As a third issue on appeal, the defendant contends that the trial court erred in submitting the case to the jury on both second degree murder and involuntary manslaughter. He asserts that there is no evidence to support second degree murder and that the double submission invited a compromise verdict. We do not agree.

Although defendant’s statement and testimony indicate that he strangled his wife after she kicked him between the legs. There is testimony which relates weeks of arguing and dissention, and in his statement defendant describes a brutal beating with much blood strewn about. The defendant’s girl friend testified that on the day of the killing, defendant indicated that he and his wife were meeting at a lawyer’s office to sign a property settlement agreement. The next day after the killing, the defendant spent most of the day with the *101friend, manifesting no signs of remorse or anxiety; he appeared and acted normal. In the framework of A.R.S. § 13-451, we find no error. The statute reads:

“A. Murder is the unlawful killing of a human being with malice aforethought.
“B. Malice aforethought may be express or implied. It is express when there is manifested a deliberate intention unlawfully to take away the life of a fellow creature. It is implied when no considerable provocation appears or when the circumstances attending the killing show an abandoned and malignant heart.”

The fourth issue presented by defendant concerns the instructions given to the jury. Defendant’s main defense was insanity and he attempted to get the trial court to enlarge upon the M’Naghten Rule and adopt the Model Penal Code position as approved in Wade v. United States, 426 F.2d 64 (9 Cir. 1970). We have declined in the past to change our adherence to the M’Naghten Rule and we continue to do so. State v. Sisk, 112 Ariz. 484, 543 P.2d 1113 (1975)

After examining the instructions on insanity given to the jury by the court, we conclude that the jury was properly instructed in that regard. See State v. Eisenstein, 72 Ariz. 320, 235 P.2d 1011 (1951); State v. Schantz, 98 Ariz. 200, 403 P.2d 521 (1965); State v. Ganster, 102 Ariz. 490, 433 P.2d 620 (1967); and State v. Daniels, 106 Ariz. 497, 478 P.2d 522 (1970).

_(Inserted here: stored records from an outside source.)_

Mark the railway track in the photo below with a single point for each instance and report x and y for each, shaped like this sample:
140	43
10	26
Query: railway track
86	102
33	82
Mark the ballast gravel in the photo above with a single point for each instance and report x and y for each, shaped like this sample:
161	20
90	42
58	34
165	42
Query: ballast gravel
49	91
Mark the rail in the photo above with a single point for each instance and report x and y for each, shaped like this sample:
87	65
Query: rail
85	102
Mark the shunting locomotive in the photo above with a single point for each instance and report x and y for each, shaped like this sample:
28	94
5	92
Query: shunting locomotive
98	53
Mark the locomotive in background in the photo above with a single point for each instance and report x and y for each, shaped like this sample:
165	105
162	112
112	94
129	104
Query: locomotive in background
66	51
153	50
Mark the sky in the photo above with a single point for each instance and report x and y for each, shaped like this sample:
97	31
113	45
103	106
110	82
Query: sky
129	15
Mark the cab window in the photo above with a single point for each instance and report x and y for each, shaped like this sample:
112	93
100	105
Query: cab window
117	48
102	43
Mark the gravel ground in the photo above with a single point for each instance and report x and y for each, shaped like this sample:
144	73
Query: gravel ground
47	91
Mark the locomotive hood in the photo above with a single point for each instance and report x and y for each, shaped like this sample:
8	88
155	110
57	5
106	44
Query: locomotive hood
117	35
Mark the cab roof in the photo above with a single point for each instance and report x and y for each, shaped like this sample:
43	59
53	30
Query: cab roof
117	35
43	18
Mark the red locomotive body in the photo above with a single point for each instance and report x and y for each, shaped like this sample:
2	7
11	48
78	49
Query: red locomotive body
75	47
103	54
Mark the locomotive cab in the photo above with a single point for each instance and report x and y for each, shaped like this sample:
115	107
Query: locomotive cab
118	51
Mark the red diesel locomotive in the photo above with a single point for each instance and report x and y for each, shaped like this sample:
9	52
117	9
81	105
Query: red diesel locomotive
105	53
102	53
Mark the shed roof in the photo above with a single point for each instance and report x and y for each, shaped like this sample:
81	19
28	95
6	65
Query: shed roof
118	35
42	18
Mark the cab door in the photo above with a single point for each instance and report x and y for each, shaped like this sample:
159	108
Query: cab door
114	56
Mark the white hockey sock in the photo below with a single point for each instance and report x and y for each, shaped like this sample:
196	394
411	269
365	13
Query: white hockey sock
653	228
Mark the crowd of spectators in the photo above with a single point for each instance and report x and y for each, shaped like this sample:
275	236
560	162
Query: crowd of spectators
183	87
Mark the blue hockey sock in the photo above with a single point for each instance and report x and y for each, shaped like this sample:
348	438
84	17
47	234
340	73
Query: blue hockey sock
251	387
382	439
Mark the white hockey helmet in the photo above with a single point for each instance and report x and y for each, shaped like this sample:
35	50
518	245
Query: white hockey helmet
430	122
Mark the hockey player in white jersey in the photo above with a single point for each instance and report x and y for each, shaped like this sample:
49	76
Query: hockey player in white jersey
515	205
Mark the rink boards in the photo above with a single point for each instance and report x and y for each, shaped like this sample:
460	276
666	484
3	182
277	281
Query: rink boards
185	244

An additional point made by defendant regarding the trial court’s instructions relates to the court’s preface to the instruction on expert witnesses. He is precluded from raising this issue because he did not object at the time the instruction or preface thereto was given. Rule 272 of the 1956 Rules of Criminal Procedure provides for the application of Rule 51(a), Rules of Civil Procedure, 16 A.R.S., which requires a party to object to an instruction before the jury retires in order to preserve his right to claim error on appeal.

The final point raised by the defendant is an assertion that the calling of three rebuttal witnesses by the state was error and prejudiced the defendant. We, do not find that the trial court abused its discretion here. State v. Kuhnley, 74 Ariz. 10, 242 P.2d 843 (1952). In the instances where the witness’ testimony was improper, the court admonished the jury to disregard the testimony and ordered it stricken. Prejudice to the defendant was not apparent.

Judgment of conviction and sentence affirmed.

CAMERON, C. J., STRUCKMEYER, V. C. J., and HOLOHAN and GORDON, JJ., concur.